Tek devlet yerine TÜRK devleti (devletleri)Tek millet yerine TÜRK MİLLETİ lafzının kullanılması daha doğru olur diye düşünüyorum. Cumhurbaşkanlığı hukuk politikaları kurulunun yazısını üzülerek okudum. Burada hukuki yorumdan çok sosyolojik bir tespit var ki baştan sona hatalı, “Türkiye Toplumu” ifadesi ile “hiçbir kimlik grubu tek başına toplumun çoğunluğunu oluşturmamaktadır” İfadesi yanlışın ötesinde art niyet taşır diye düşünüyorum.

            Halil YİĞİT:

Cumhurbaşkanlığı Hukuk Politikaları Kurulunun bildirisine karşılık Türk Ocakları Genel Merkezi de bir bildiri yayınlamış. Türk Ocaklarının bu bildirisini bütün kalbimle destekliyorum. Sağda ve solda mevzilenmiş birilerin “Türkiye’yi etnisitelere bölme” çabaları devam ediyor, devam edecektir de. “Milli Devlet”i çökertmek amacıyla “çok dilli, çok kültürlü, çok hukuklu bir federasyon”a dönüşecek “YENİ TÜRKİYE”ye doğru yapılanma çalışmaları devam ediyor. Bunu başarabilirlerse adının bile “Türkiye” olacağını düşünmüyorum. Milliyetçi dikkatlere… Umarım bu duruma “milliyetçi hassasiyetle” topyekûn karşı çıkılır.

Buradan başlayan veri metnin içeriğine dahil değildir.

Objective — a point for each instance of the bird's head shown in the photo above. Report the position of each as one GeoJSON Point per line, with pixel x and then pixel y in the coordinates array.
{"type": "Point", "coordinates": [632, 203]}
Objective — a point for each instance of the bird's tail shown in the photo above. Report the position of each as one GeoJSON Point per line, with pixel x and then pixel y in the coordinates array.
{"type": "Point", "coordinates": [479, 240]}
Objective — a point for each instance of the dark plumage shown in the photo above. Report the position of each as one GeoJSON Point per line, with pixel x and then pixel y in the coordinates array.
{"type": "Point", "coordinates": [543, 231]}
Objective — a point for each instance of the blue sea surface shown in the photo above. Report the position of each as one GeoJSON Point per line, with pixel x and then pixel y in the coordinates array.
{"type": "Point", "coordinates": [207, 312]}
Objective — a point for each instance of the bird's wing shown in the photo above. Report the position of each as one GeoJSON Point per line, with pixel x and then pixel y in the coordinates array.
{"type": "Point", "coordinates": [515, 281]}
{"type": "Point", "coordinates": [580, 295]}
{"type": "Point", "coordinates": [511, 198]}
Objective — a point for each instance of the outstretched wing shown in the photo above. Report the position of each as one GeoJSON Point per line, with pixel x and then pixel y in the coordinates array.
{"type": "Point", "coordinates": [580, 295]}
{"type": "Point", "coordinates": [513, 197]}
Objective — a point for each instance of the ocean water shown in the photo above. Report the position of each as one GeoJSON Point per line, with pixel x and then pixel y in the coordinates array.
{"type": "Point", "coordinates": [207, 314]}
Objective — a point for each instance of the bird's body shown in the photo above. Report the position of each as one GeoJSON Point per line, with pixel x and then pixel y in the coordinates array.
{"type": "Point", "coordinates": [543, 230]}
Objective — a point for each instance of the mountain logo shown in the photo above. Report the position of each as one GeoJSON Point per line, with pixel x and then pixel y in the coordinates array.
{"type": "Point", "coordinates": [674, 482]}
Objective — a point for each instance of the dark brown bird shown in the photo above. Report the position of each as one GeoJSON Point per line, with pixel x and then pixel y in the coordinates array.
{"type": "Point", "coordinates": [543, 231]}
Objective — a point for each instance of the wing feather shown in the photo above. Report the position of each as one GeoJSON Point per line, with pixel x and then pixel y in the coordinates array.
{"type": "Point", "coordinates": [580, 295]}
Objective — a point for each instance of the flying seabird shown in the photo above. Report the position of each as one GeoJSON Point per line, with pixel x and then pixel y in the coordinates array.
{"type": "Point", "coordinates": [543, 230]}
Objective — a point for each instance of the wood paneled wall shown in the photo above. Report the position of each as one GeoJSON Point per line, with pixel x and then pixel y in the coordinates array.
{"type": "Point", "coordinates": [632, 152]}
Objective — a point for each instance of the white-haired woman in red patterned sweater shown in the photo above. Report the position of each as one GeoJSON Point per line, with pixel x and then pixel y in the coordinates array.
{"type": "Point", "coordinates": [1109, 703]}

Bu konu siyaset üstü kırmızı çizgi olmalıdır.

            Türkiyede sistemli bir şekilde Türk kimliği ve Türk Egemenliğini ortadan kaldırmaya yönelik bir ittifak var… Bu ittifakın tepesindekiler tek dil ve tek tek dedikleri şeyin öznesi nin Türk olduğunu söylemeden beni ikna edemezler devletin Kürtçe TV kurmasıda Anayasanın temellerine aykırıdır…

            Arslan TEKİN:

Yine Türk’ü silmek için harekete geçtiler. Saray hukukçularının HDP/PKK’dan farkları yok. Aynı dili kullanıyorlar. Yine “hendek” kazdıracaklar!  “Türkiyelilik” tartışması yapılmış ve biz de ağır bir dille konuya girmiştik. (Türk Adını Silme Planı kitabımız da çıkmıştı.) Hukukçuların başkan vekili Mehmet Uçum diye biri… Daha önce o metindeki gibi konuşmuş ve biz cevabını vermiştik.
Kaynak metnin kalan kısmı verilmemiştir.